The products have not been certified as Y2K compliant by an
independant third party. When they have been (by the end of the
year) Novell will officially pronounce them as such. No other major
software vendor that I am aware of is taking the extreme step and
expense of having their products tested and certified by an
independent agency. To be certain, Microsoft isn't.

"No one can buy any software that doesn't comply (unless they are
quite stupid IMHO)- Are you listening? I can't buy Novell products -
What is the Date Y2K compliance? Our auditors have banned purchases
on non compliant software."

Gee, if you can't buy software that isn't Y2K compliant out of the
box, you have my sympathies. Of course, this makes purchasing
decisions easy, since there isn't very much you can buy.

I guess you're not buying any routers or switches (none of the major
ones have Y2K compliant software), no network management products
(most have significant problems), and only Unix OS's running on RISC
platforms (anything else if too iffy, most PC's being shipped today
are still not Y2K compliant).

You also say "NDS, Groupwise, BorderManager - THEY RUN AS NLMS. NO
ONE WANTS THIS CRAP!" To paraphrase another statement of yours, your
information is pathetic and your logic has failed.

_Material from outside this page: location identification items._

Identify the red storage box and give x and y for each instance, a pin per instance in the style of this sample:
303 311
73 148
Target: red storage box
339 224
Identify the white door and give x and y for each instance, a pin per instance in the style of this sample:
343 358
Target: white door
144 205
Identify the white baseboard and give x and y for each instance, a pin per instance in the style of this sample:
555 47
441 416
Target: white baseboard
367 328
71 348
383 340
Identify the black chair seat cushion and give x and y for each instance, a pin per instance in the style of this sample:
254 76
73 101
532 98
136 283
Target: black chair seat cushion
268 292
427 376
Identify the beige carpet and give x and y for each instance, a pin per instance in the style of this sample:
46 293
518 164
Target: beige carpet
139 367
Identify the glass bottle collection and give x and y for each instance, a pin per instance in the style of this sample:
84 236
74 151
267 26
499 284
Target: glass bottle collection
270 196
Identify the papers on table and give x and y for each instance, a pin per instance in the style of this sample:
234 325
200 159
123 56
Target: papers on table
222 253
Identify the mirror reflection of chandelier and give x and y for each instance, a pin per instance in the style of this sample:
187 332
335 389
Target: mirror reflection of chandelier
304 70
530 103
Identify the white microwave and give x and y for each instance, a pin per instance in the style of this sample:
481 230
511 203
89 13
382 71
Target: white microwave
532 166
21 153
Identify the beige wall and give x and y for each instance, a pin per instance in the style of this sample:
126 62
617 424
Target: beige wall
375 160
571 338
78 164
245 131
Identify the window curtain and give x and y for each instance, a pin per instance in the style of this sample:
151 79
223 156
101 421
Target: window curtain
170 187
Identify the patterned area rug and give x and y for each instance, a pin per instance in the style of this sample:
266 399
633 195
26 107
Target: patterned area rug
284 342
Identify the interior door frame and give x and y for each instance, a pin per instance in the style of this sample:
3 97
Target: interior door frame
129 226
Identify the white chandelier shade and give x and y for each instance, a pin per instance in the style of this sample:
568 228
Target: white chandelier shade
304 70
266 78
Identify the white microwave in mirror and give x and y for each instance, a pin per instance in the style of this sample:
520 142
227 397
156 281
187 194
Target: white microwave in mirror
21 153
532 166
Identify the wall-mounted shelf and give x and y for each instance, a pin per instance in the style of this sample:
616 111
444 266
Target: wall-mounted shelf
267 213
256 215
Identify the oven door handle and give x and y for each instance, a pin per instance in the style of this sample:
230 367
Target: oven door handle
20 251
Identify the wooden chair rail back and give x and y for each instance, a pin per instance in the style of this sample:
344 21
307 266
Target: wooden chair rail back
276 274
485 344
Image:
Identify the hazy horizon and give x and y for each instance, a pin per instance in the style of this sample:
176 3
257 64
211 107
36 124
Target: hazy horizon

First, explain what's so bad about an NLM? It's just an executable
program for a particular operating system - NetWare. The architecture
happens to run very fast and efficiently. This probably explains why
there are more client/server database systems hosted on NetWare than
on all other operating systems combined.

Secondly, neither NDS or GroupWise are available only as NLMs. NDS is
available TODAY (as in real products you can buy) for HP-UX, SCO
UnixWare, Linux, and probably a dozen other platforms. NDS as an NT
service is about to be released (within weeks - the actual release
date is being kept hush-hush), it will be available on Sun and RS/6000
systems by the end of the year, and on IBM's big iron early next year.
Correct me if I'm wrong, but it seems that none of these OS's run
NLMs.

GroupWise, of course, is already available for NT, OS/2, and several
versions of Unix. This issue has already been beaten to death on
this forum, in case you weren't paying attention.

If you want BorderManager on NT, sorry. It's on NetWare for a reason:
performance. If you want to run a proxy cache, firewall, RAS, RADIUS,
and secure encrypted public/private key authentication on NT, you
can cobble together a system that comes reasonably close to matching
the features of BorderManager. Better open your wallet wide, though,
and be prepared to accept much lower performance.